La La Land é um trabalho devotamente completo. É visível a paixão pelo projeto não só na realização impecável de Chazelle, mas também na nítida presença dos atores enquanto personagens. Também graças a esta completude, o filme torna-se um produto cinematograficamente excecional. Com explosões vibrantes de cor e som na moderna Los Angeles, La La Land, como uma extensa peça de teatro, consegue formar uma ponte temporal entre o antigo e o novo e é nessa cidade que encontra o seu palco. Porque Los Angeles é neste filme o espaço de permissão. É o sonho americano — o sonho artístico — dos tolos. É assim que canta Mia numa audição: «Um brinde àqueles que sonham, por mais tolos que possam parecer.» E não é por acaso que o canta quando fala de Paris, a cidade do amor, da arte, do jazz ireverente, cidade que La La Land só visita ou em pinturas ou em palavras distantes. Porque Los Angeles chega, não porque é o que há, mas porque é lá, na cidade estrelada sob o céu arroxeado que La La Land idilicamente projeta, que os tolos, por mais loucos que possam parecer, sonham.
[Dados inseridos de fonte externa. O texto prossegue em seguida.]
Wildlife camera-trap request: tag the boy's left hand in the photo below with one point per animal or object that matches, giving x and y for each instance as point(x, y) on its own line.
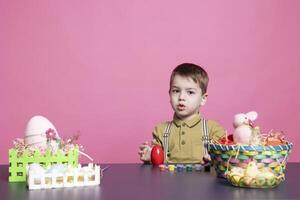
point(206, 159)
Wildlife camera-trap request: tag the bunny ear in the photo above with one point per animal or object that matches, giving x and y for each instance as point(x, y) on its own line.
point(252, 115)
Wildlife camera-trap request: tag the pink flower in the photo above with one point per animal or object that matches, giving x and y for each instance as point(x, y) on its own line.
point(51, 134)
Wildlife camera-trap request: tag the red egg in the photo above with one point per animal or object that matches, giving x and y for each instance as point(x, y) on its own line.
point(157, 155)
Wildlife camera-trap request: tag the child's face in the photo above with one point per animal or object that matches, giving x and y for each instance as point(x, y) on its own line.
point(186, 97)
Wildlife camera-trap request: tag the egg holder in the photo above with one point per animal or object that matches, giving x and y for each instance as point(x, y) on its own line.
point(184, 167)
point(273, 158)
point(18, 163)
point(76, 177)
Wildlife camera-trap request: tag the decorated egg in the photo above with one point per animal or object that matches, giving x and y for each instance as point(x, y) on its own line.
point(157, 155)
point(37, 129)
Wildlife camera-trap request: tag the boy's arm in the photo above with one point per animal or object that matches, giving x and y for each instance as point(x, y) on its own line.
point(157, 136)
point(146, 148)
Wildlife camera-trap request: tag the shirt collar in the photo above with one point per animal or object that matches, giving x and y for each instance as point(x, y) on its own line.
point(190, 123)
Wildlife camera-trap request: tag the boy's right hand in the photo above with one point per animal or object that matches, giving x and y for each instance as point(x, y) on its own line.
point(145, 152)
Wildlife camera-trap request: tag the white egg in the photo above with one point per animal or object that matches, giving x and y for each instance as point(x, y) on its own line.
point(35, 133)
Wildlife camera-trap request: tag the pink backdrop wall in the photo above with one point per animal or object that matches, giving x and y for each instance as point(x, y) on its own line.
point(102, 67)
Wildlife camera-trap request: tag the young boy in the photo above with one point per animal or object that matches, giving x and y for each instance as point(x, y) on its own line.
point(185, 139)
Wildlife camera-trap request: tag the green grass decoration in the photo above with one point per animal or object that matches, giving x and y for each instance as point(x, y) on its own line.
point(18, 164)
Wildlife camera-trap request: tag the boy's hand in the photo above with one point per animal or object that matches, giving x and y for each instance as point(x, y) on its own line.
point(145, 152)
point(206, 159)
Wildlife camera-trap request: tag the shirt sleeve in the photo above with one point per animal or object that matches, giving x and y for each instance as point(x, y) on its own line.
point(158, 134)
point(216, 131)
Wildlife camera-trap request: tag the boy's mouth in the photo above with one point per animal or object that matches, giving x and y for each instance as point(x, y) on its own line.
point(181, 107)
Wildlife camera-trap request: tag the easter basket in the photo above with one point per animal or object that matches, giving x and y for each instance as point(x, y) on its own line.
point(271, 158)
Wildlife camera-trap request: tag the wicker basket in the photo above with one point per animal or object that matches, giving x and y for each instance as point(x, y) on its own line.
point(225, 157)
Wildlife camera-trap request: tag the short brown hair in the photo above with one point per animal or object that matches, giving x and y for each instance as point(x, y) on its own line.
point(197, 73)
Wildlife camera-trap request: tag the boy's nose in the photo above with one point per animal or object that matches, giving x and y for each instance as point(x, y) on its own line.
point(181, 96)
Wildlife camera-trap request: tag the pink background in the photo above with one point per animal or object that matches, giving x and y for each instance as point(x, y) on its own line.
point(102, 67)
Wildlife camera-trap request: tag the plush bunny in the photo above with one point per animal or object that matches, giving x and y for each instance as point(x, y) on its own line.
point(244, 130)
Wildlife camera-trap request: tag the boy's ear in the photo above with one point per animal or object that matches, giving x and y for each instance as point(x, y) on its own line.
point(204, 99)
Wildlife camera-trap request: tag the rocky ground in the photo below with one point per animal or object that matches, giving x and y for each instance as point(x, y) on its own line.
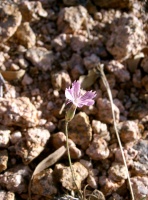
point(45, 46)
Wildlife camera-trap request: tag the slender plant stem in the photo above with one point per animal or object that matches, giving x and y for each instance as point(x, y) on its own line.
point(69, 159)
point(115, 127)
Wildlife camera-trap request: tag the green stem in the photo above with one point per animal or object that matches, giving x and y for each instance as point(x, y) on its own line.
point(69, 159)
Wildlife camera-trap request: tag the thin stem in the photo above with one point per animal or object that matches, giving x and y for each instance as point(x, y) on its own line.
point(115, 127)
point(69, 159)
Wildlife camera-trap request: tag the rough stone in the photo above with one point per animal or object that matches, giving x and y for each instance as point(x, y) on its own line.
point(4, 136)
point(104, 111)
point(25, 35)
point(16, 179)
point(43, 184)
point(70, 19)
point(129, 131)
point(98, 149)
point(19, 112)
point(7, 195)
point(140, 187)
point(3, 160)
point(60, 80)
point(59, 139)
point(80, 130)
point(119, 70)
point(11, 21)
point(32, 144)
point(127, 37)
point(63, 174)
point(40, 57)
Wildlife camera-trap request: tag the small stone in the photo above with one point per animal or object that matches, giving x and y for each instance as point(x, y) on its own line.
point(3, 160)
point(129, 131)
point(4, 136)
point(27, 80)
point(25, 35)
point(70, 19)
point(117, 172)
point(30, 146)
point(40, 57)
point(80, 128)
point(98, 149)
point(18, 112)
point(127, 37)
point(6, 195)
point(43, 184)
point(119, 70)
point(60, 80)
point(59, 139)
point(16, 179)
point(63, 174)
point(144, 64)
point(11, 21)
point(104, 111)
point(140, 187)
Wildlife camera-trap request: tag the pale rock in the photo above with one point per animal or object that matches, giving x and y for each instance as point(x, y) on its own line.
point(129, 131)
point(59, 42)
point(98, 127)
point(127, 37)
point(109, 186)
point(4, 136)
point(137, 78)
point(40, 57)
point(15, 137)
point(59, 139)
point(140, 187)
point(7, 195)
point(18, 112)
point(79, 128)
point(78, 42)
point(144, 82)
point(43, 184)
point(32, 11)
point(11, 21)
point(60, 80)
point(144, 64)
point(16, 179)
point(117, 172)
point(140, 164)
point(32, 144)
point(27, 80)
point(3, 160)
point(63, 174)
point(104, 113)
point(119, 70)
point(91, 61)
point(98, 149)
point(25, 35)
point(71, 19)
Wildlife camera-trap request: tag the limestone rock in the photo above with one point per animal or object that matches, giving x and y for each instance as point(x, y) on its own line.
point(3, 160)
point(30, 146)
point(16, 179)
point(127, 37)
point(80, 130)
point(98, 149)
point(63, 174)
point(43, 184)
point(40, 57)
point(10, 21)
point(6, 195)
point(18, 112)
point(25, 35)
point(104, 111)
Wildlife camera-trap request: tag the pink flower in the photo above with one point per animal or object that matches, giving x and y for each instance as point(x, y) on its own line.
point(78, 96)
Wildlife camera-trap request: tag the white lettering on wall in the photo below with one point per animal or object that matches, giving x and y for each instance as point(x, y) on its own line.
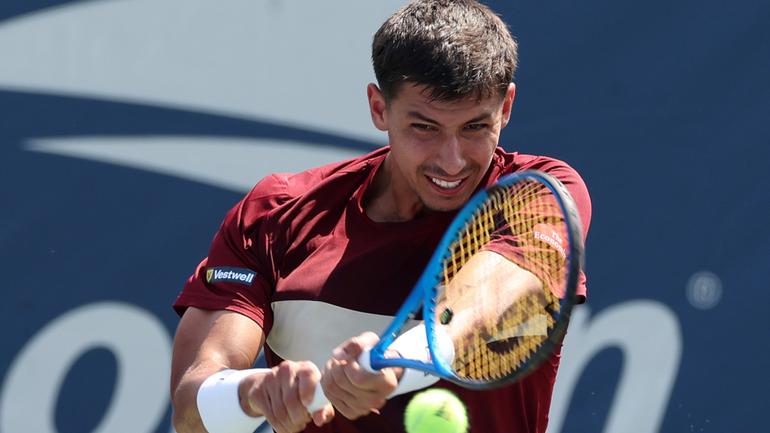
point(649, 336)
point(138, 340)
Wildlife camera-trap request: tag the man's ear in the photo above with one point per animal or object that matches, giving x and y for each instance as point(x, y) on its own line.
point(377, 107)
point(510, 95)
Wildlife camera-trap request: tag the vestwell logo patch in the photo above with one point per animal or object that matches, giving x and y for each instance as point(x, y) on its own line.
point(549, 235)
point(230, 275)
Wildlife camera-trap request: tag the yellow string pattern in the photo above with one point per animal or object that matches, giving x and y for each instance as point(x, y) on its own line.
point(524, 224)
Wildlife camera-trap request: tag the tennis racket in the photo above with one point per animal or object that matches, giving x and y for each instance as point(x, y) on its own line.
point(497, 293)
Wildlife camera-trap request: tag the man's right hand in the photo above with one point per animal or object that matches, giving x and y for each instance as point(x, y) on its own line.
point(282, 396)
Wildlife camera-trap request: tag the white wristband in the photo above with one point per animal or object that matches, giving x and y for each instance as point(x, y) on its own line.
point(219, 404)
point(413, 344)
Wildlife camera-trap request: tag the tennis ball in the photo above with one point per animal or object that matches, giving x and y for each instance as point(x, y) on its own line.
point(435, 411)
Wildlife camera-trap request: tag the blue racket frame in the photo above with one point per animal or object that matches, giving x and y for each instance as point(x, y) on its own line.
point(424, 291)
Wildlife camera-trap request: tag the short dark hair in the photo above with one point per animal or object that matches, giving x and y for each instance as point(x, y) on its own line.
point(455, 48)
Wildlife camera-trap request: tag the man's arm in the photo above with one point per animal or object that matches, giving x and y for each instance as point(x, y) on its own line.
point(207, 342)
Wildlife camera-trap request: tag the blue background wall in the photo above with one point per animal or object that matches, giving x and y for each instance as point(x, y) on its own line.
point(127, 129)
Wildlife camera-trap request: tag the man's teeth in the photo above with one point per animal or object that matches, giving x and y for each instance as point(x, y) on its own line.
point(445, 184)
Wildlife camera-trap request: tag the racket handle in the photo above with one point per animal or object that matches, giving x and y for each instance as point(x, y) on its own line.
point(320, 400)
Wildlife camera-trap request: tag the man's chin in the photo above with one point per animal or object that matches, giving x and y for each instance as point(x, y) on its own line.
point(444, 205)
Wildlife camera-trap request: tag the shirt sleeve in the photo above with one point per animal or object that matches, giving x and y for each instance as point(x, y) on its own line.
point(238, 274)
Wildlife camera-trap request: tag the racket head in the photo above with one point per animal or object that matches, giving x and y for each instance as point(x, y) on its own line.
point(529, 219)
point(493, 212)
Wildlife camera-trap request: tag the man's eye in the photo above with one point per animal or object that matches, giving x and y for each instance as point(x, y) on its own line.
point(476, 126)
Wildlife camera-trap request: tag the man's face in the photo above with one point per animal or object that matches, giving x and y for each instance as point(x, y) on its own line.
point(440, 150)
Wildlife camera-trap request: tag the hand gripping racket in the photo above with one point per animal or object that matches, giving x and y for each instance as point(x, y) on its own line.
point(497, 293)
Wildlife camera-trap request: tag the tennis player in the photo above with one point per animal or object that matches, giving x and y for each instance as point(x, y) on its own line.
point(306, 261)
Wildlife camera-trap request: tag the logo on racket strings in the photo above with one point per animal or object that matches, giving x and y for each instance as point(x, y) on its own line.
point(231, 275)
point(549, 235)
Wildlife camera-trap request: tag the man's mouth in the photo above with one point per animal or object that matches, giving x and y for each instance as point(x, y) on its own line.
point(446, 185)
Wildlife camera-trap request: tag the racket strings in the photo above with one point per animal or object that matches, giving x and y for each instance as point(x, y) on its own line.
point(524, 223)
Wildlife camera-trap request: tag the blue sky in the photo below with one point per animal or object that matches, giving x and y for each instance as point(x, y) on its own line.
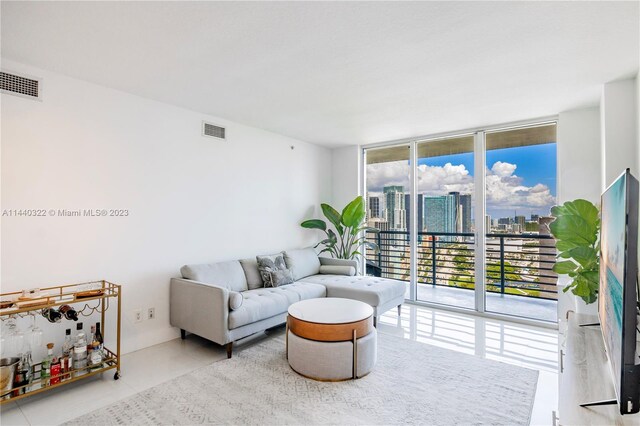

Sonhar em La La Land, que não se afasta da vertente lírica da antiga Hollywood, é o maior atrevimento, recompensado pelo maior preço. Tal como era, para Eça de Queirós, tanto curiosidade espreitar pela fechadura de uma porta, como descobrir a América, é para La La Land tanto atrevimento saltar descalço para o rio Sena, como seguir apaixonadamente os próprios sonhos, independentemente do desfecho. Mesmo esteticamente único, o filme descobre-se na vontade da sua arte. É, no fundo, um reflexo dos espíritos dos personagens. Ou talvez sejam os personagens um reflexo do espírito do filme. Felizmente ambos se encontram e caminham sob os astros. Por entre as poéticas e melancólicas melodias, não obstante os incríveis cenários e adereços, sobra, porém, o bucolismo — La La Land é um terraço florido por estrelas.